19. In this regard, and, in accordance with the longstanding jurisprudence of the Players’ Status Committee, the Single Judge recalled that potestative clauses, i.e. clauses that contain obligations which fulfilment are conditional upon an event that one party entirely controls, cannot be considered since they limit the rights of the other contractual party in an excessive manner and lead to an unjustified disadvantage of the latter towards the other. In this case, the Respondent was the only party which could decide to terminate the contract.
20. Thus, the Single Judge understood that clause 9 of the contract shall be deemed as null and void.
21. In view of all the previous considerations, the Single Judge established that the Respondent terminated the contract without just cause on 26 March 2020 and, as a result, the Claimant is entitled to compensation.
22. In continuation, the Single Judge focused its attention on the calculation of the amount of compensation for breach of contract in the case at stake. In doing so, the Single Judge firstly recapitulated that, in accordance with the jurisprudence of the Players’ Status Committee, the amount of compensation shall be calculated, in particular and unless otherwise provided for in the contract at the basis of the dispute, with due consideration for the law of the country concerned, the specificity of sport and further objective criteria, including, in particular, the remuneration and other benefits due to the Claimant under the existing contract and/or the new contract, the time remaining on the existing contract up to a maximum of five years.
23. In application of the relevant provision, the Single Judge held that it first of all had to clarify as to whether the pertinent employment contract contains a provision by means of which the parties had beforehand agreed upon an amount of compensation payable by the contractual parties in the event of breach of contract. In this regard, the Single Judge observed that the contract had no valid clause in this regard.

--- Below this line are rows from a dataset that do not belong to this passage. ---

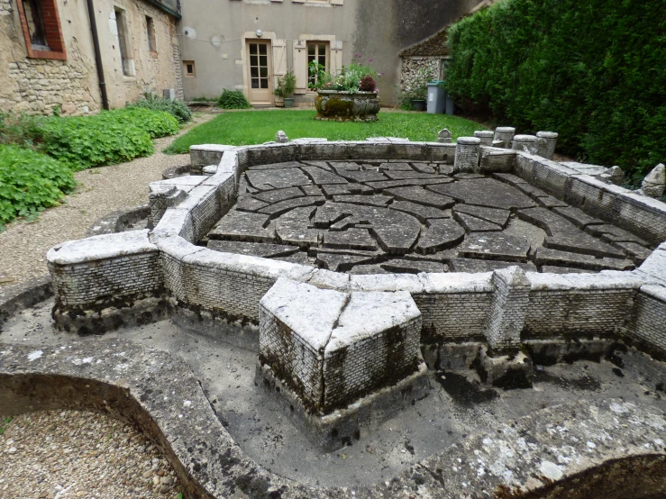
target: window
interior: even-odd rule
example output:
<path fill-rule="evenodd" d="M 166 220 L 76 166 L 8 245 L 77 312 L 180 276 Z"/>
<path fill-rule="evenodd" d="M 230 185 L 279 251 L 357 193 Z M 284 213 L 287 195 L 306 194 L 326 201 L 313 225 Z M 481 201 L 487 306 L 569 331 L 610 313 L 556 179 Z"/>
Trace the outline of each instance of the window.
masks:
<path fill-rule="evenodd" d="M 155 23 L 152 17 L 146 16 L 146 32 L 148 33 L 148 50 L 151 52 L 157 51 L 157 42 L 155 41 Z"/>
<path fill-rule="evenodd" d="M 194 60 L 184 60 L 183 69 L 184 69 L 184 73 L 186 77 L 196 77 L 196 76 Z"/>
<path fill-rule="evenodd" d="M 66 59 L 56 0 L 18 0 L 28 57 Z"/>
<path fill-rule="evenodd" d="M 310 75 L 310 64 L 317 61 L 328 71 L 328 42 L 308 41 L 307 42 L 307 70 L 308 83 L 316 83 L 316 76 Z"/>
<path fill-rule="evenodd" d="M 120 49 L 120 58 L 123 63 L 123 75 L 125 77 L 134 76 L 134 60 L 130 57 L 130 43 L 127 39 L 127 20 L 125 18 L 125 11 L 116 7 L 115 9 L 115 25 L 118 30 L 118 48 Z"/>

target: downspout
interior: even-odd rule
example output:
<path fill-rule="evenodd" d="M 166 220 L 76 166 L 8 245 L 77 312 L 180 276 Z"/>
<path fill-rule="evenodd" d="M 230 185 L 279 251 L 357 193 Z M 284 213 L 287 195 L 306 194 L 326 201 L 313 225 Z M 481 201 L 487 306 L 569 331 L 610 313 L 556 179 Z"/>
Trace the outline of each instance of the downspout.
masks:
<path fill-rule="evenodd" d="M 106 82 L 104 79 L 104 68 L 102 67 L 102 51 L 99 50 L 97 22 L 95 20 L 95 6 L 93 6 L 93 0 L 87 0 L 87 4 L 88 7 L 88 19 L 90 19 L 90 31 L 93 34 L 93 47 L 95 48 L 95 65 L 97 67 L 99 92 L 102 95 L 102 107 L 108 111 L 109 97 L 106 95 Z"/>

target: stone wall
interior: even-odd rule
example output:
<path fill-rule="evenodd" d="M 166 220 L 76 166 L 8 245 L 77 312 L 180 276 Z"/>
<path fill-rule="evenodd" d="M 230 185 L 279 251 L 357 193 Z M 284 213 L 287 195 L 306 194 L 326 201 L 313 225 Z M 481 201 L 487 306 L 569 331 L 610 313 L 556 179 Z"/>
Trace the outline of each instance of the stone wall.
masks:
<path fill-rule="evenodd" d="M 66 60 L 28 57 L 15 3 L 0 3 L 0 111 L 63 115 L 87 114 L 102 108 L 95 53 L 85 2 L 58 0 Z M 135 75 L 125 77 L 120 62 L 118 37 L 114 32 L 116 5 L 127 13 L 129 50 Z M 141 0 L 96 5 L 105 79 L 111 107 L 135 102 L 144 92 L 161 95 L 176 89 L 182 98 L 177 21 Z M 153 20 L 157 51 L 148 48 L 146 16 Z"/>

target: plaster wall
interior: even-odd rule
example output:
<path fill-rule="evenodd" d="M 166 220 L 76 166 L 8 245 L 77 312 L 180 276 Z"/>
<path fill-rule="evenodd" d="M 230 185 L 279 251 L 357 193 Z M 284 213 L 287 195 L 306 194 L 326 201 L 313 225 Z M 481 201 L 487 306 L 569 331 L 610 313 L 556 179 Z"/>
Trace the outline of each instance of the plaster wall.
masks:
<path fill-rule="evenodd" d="M 273 86 L 277 76 L 287 69 L 295 69 L 297 77 L 306 71 L 295 59 L 297 41 L 329 41 L 332 48 L 341 43 L 336 45 L 342 49 L 336 56 L 338 65 L 349 64 L 355 54 L 363 60 L 373 59 L 375 68 L 384 73 L 379 81 L 382 103 L 392 104 L 394 86 L 400 82 L 398 51 L 435 33 L 479 3 L 224 0 L 211 15 L 206 0 L 186 2 L 180 27 L 182 59 L 196 63 L 196 76 L 184 78 L 186 99 L 217 97 L 224 88 L 242 90 L 247 95 L 245 42 L 261 30 L 262 40 L 278 46 L 272 58 Z M 314 95 L 302 89 L 297 91 L 296 98 L 305 104 L 313 101 Z"/>
<path fill-rule="evenodd" d="M 145 91 L 161 95 L 176 88 L 182 97 L 176 19 L 134 0 L 96 2 L 103 67 L 111 107 L 138 100 Z M 31 59 L 22 32 L 16 0 L 0 4 L 0 111 L 87 114 L 102 108 L 90 23 L 85 0 L 58 0 L 66 60 Z M 126 12 L 129 51 L 134 76 L 123 77 L 115 8 Z M 153 19 L 157 50 L 150 51 L 146 15 Z"/>

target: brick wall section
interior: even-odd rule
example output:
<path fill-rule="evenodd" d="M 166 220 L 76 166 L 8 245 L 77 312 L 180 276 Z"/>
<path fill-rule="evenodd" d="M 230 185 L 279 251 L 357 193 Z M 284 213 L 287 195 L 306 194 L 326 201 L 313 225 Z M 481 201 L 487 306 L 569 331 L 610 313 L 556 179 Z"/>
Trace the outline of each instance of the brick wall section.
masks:
<path fill-rule="evenodd" d="M 588 214 L 655 245 L 666 240 L 666 206 L 662 203 L 580 175 L 538 156 L 516 154 L 515 173 Z"/>
<path fill-rule="evenodd" d="M 415 372 L 421 358 L 421 318 L 326 354 L 325 413 Z"/>
<path fill-rule="evenodd" d="M 59 306 L 85 308 L 99 299 L 153 295 L 161 288 L 162 270 L 157 250 L 148 254 L 75 265 L 49 264 Z"/>
<path fill-rule="evenodd" d="M 629 336 L 666 353 L 666 288 L 643 286 L 636 296 L 634 324 Z"/>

24. Bearing in mind the foregoing, the Single Judge considered that the amount of payable compensation shall be calculated in accordance with the jurisprudence of the Players’ Status Committee.
25. In view of the above, the Single Judge proceeded with the calculation of the monies payable to the coach under the terms of the employment contract until its original date of expiration.
26. In particular, the Single Judge noted that, from the date of termination, the contract was about to run until 31 May 2021 (i.e. 14 months), and that during said period, the coach would still be entitled to earn the total amount of EUR 278,880 i.e. EUR 19,920*14. The Single Judge concluded that this amount shall serve as the basis for the final determination of the amount of compensation for breach of contract.
27. In continuation, the Single Judge verified as to whether the Claimant had signed an employment contract with another club during the relevant period of time, by means of which he would have been enabled to reduce his loss of income. According to the constant practice of the Players’ Status Committee, such remuneration under a new employment contract shall be taken into account in the calculation of the amount of compensation for breach of contract in connection with the Claimant’s general obligation to mitigate his damages.
28. In this respect, the Single Judge noted, subsequently, that on 5 September 2020 he concluded an employment contract with the club, NK Osijek, valid as from the date of signature until 30 June 2023. The Single Judge verified that, accordingly, the coach was entitled to a monthly salary of EUR 10,000. The Single Judge therefore understood that, from September to 31 May 2021, the Claimant would have earned 90,000,. i.e. 10,000*9.
29. As a result of the difference between the aforementioned amounts, the Single Judge determined that the payable compensation amounts to EUR 188,880 (i.e. 278,880 – 90,000).
30. In conclusion, for all the above reasons, the Single Judge decided to partially accept the Claimant’s request and held that the Respondent must pay to the Claimant the amount of EUR 188,880 as compensation for breach of contract without just cause.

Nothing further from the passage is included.